Nānākuli is home to one of the oldest Hawaiian Home Land Divisions established through the Native Hawaiian Homes Commission Act of 1921, promoted by Prince Jonah Kūhiō Kalanianaʻole. The presence of DHHL (Department of Hawaiian Home Lands) has heavily influenced the Nānākuli community. Uniquely in the state of Hawaiʻi and for the last 50 years, three Nānākuli public schools have campuses located on Hawaiian Home Lands. These are Nānākuli High and Intermediate, Nānā I Ka Pono, and Nānākuli Elementary. Within the last two decades, Native Hawaiian based learning has been offered for students of the valley; at Nānākuli Elementary, kids can join a Hawaiian language immersion program (Kula Kai O Puni).
Aside from the Department Of Education, there also exists "Ka Waihona O Ka Naʻauao Hawaiian Public Charter School".
In recent years, the neighborhood board acknowledged the long-standing history of the valley and DHHL by renaming Nānākuli Beach Park after Kalaniʻanaole.
Some other Native Hawaiian organizations that have reached out to this community are the Liliʻuokalani Trust (Formerly known as the Queen Liʻliʻuokalani Children's Center, The Office Of Hawaiian Affairs, and Kamehameha Schools).
Only 3,970 reported residents identify with having some sort of Hawaiian ancestry out of the approximate population of 12,000.

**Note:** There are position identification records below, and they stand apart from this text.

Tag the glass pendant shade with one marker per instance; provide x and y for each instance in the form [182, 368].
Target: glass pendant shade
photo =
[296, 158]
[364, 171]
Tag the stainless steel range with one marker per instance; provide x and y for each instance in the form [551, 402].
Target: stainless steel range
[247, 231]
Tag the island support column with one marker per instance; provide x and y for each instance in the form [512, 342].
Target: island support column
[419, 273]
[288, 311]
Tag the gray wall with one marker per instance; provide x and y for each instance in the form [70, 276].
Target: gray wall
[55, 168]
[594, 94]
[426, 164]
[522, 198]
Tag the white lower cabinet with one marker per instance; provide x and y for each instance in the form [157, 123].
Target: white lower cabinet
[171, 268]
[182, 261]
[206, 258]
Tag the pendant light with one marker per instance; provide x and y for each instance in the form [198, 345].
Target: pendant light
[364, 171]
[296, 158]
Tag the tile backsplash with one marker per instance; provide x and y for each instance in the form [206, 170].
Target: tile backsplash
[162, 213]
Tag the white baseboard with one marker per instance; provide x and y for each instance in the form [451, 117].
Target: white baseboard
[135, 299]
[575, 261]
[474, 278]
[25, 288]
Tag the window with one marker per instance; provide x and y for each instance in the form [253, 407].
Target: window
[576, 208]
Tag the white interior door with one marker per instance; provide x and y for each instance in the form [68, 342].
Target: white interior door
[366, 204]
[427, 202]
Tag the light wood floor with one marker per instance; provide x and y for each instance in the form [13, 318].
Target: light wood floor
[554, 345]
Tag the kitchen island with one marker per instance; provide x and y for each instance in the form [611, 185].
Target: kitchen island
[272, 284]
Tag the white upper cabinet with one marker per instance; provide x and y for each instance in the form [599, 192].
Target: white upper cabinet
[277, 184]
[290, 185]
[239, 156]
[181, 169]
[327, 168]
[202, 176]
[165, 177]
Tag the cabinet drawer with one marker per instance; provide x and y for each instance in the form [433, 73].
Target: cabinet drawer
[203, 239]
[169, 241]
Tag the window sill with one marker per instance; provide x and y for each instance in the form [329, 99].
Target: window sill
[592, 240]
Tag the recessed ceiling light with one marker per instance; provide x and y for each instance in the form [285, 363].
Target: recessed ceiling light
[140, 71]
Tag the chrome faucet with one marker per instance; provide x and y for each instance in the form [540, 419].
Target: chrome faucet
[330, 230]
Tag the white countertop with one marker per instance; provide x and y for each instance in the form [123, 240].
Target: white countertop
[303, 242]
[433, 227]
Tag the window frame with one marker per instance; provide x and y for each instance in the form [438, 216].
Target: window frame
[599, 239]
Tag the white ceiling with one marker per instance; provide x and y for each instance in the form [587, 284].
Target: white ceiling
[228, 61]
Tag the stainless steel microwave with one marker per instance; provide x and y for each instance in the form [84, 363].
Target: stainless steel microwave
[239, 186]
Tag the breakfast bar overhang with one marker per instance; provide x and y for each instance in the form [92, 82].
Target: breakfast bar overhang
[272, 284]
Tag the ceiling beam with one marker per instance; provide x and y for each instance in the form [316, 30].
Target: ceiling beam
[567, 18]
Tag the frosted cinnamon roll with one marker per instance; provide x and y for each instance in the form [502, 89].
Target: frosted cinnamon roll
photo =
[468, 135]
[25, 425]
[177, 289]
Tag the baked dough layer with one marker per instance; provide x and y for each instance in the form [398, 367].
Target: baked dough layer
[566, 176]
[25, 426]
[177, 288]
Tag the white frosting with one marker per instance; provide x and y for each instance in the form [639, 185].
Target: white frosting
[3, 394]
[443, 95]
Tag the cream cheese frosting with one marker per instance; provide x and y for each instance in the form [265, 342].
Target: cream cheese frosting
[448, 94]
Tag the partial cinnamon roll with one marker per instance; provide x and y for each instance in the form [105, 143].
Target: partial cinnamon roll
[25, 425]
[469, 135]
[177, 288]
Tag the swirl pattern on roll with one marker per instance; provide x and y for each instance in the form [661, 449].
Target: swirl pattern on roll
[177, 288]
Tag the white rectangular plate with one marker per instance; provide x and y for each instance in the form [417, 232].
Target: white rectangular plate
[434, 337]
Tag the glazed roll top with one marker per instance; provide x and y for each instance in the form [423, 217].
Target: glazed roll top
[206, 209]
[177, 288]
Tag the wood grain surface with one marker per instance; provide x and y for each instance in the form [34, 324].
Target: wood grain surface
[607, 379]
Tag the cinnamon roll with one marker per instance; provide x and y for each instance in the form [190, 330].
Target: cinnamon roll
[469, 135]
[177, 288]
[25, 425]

In April 2021, Kamehameha Schools opened the Kalanihookaha Community Learning Center in Nānākuli.

==Education==
The Hawaii Department of Education operates the public schools. Two elementary schools, Nanaikapono and Nanakuli, and the Nanakuli High & Intermediate School are in the CDP.

==Notable residents==

- Konishiki Yasokichi
- Jason Momoa
- Radasha Ho'ohuli, Miss Hawaii USA 2006
- Raymond Kane
- Mark Tuinei (1960–1999), former NFL player
- MDMP, a rock band formed in 2017 by Nanakuli musician and producer Jeremey Meyer.